No matter your role this cycle or the outcome of your race, the work you’re doing day-to-day can build power that lasts past Election Day. There’s a necessary sense of urgency in the finite time frame of a campaign, but we can’t let that urgency warp our perception of the impact we can have.
Over the past few weeks, I’ve been lucky enough to knock on doors with both of my parents. Through this shared experience, I’ve gotten snippets of family history and lore, especially about my parents’ civic engagement. I’ve learned that my mom remembers voter contact conversations she had in 2008. To this day, a seemingly irrelevant conversation from 16 years ago has informed how she votes and how she discusses politics with her friends and our family.
No matter who you’re speaking with on the campaign trail, you have real potential to make a lasting impression. A single conversation can be a sacred memory of someone’s experience with a candidate, party, organization, or activity.
The impact of voter and volunteer experience doesn’t end on Election Day, and it also doesn’t end with the individual in front of you. People you engage with are most likely sharing the story of that experience with at least a couple of people in their lives, whether that was a canvassing shift that really empowered them or a conversation on a door that went negative. We have to remind ourselves to slow down and acknowledge the power of influence a single person can have on their wider community. The average voter isn’t going to be swayed by celebrity endorsements, they’re going to be influenced by the people they love and care for around them.

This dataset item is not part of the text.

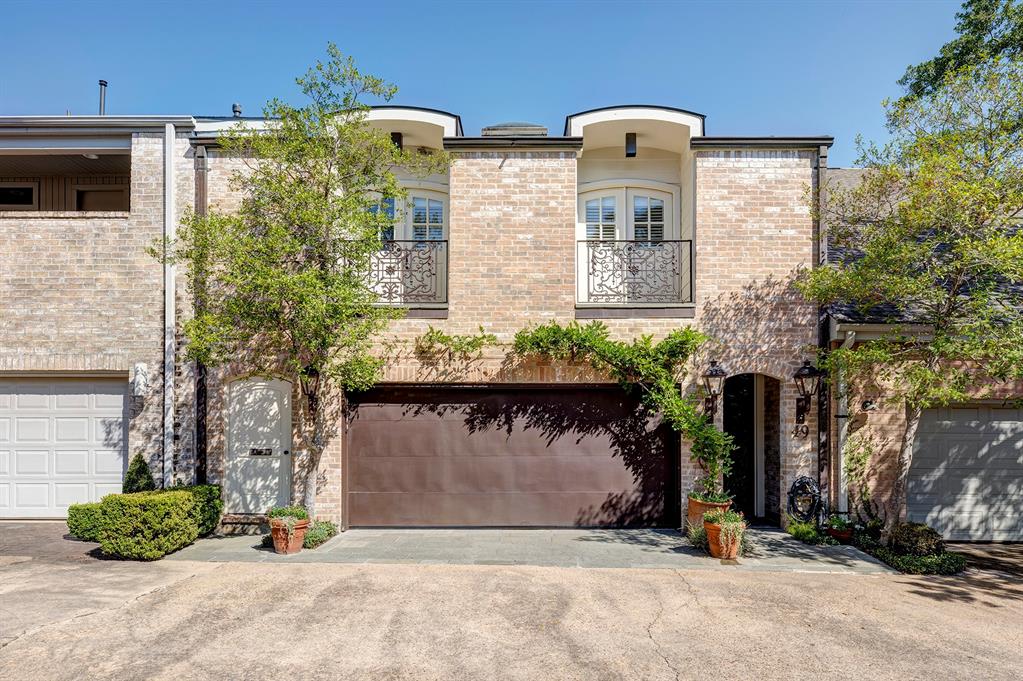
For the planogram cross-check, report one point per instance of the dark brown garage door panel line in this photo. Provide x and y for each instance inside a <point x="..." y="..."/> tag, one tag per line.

I encourage you to look inward and remember that you are an amplifier of our collective message. It sometimes can feel easier to compartmentalize campaign work from your own existence, especially when we are constantly fighting for our basic freedoms here in Missouri. We can’t work for collective liberation from an outward perspective.
There is no one coming to save Missouri. We are the ones we’ve been waiting for. We are the people, we have our own influence and power, and we can build that power into something magical with vision and intention.
Forget vote tripling, I want us to be vote-quadrupling and volunteer-quintupling. Connect your campaign involvement to your community, and think about people you love and care for who could be activated by their own self-interest to get involved. Model this relational recruitment with the volunteers and voters you engage with. Our power is minimized when we allow ourselves to only fill the role as the political spokesperson to our personal circle. Collectively, we are building the better Missouri that we and our loved ones deserve, and we need all hands on deck to both envision and fight for that future.
Ask your mama or an old friend to canvass with you, you may learn a thing or two.